Depending upon your base of operations and where you are located, at least some of your contracting will be off-season. Your crews are back on the routine renovation and new construction projects that might have been shoved to the back burner. This is a perfect time to look back at what you learned from this last bout of storm restoration work and look forward to how you will handle next season’s work more profitably and successfully.
No one can accurately predict the weather, but by learning from how you responded last time, you can remove some of the uncertainty. As Jeremy Toubl, owner of Toubl Contracting in Beloit, Wis., points out, you have to ask yourself, “How did we do this season?”
He advises having an open mind about needed improvements that will make for a better next season. This means spending time with all of your stakeholders.
Hold a post-game locker room huddle. Did your crew feel supported? Was there clear communication? What did you do better or worse than the previous season? Ask crew members to pass along customer comments and find out which jobs turned out to be your company’s best efforts, which ones weren’t, and why? This will be a great time to remind your crews of your company’s standards and bring them up to date on OSHA standards as well.

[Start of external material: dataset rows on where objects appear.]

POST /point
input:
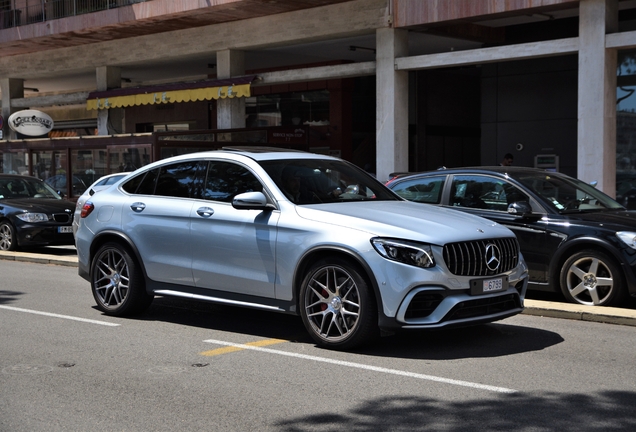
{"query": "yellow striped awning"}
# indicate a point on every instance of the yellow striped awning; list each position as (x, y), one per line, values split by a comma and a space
(170, 93)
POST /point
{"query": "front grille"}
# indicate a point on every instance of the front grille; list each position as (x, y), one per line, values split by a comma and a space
(469, 258)
(61, 217)
(483, 307)
(423, 304)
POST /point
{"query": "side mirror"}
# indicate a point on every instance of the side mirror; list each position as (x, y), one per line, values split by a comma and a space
(520, 208)
(251, 201)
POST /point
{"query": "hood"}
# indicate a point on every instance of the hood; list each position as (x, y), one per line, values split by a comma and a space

Assess the various roles in your company; based on the past season, determine who is good at each job and who may need additional training. Your crew needs to be tightly organized so they can repair roofs within the first month following the weather event to maximize the number of jobs you can handle and, most importantly, satisfy anxious homeowners.
The key to coming out of the season profitably is being able to deal with the different ways dozens of insurance companies operate. Set up the experts in your central office who can best perform the estimating process.
Your Partner Contractors
Evaluate strengths and weaknesses of those businesses you worked with this season to tackle the widespread devastation—and your own strengths and weaknesses when it came to interacting with them. This will be your opportunity to trade notes, find ways to collaborate better next season, and perhaps learn about new technology for project coordination and storm mapping. Solidify your relationship with these resources.
Even for jobs that went well, there could be weak spots that you may learn about through talking with the homeowners. For example, be sure to ask about their assessment of the crew. Your crew should have taken pictures of the damage upon their arrival. Approach the customer about endorsing your company and then get permission to take pictures of the finished project, contrasting the photos of the repairs with those of the damage.
Stop in at your local supplier. Since every season seems to produce new challenges, you can strategize how to work most effectively in “the heat of the battle” and put together a plan that will minimize the chaos when repairs are in full swing.
Based on all that you have learned from the various debriefings highlighted here, take a look at your printed and on-line material for ways to better represent your company.
Every storm event is a learning opportunity. The contractors who are successful at these storm remediation projects make it a point to be aware of what they are doing every step of the way, document what they are doing, and take advantage of all the input they can enlist when the season’s work is done.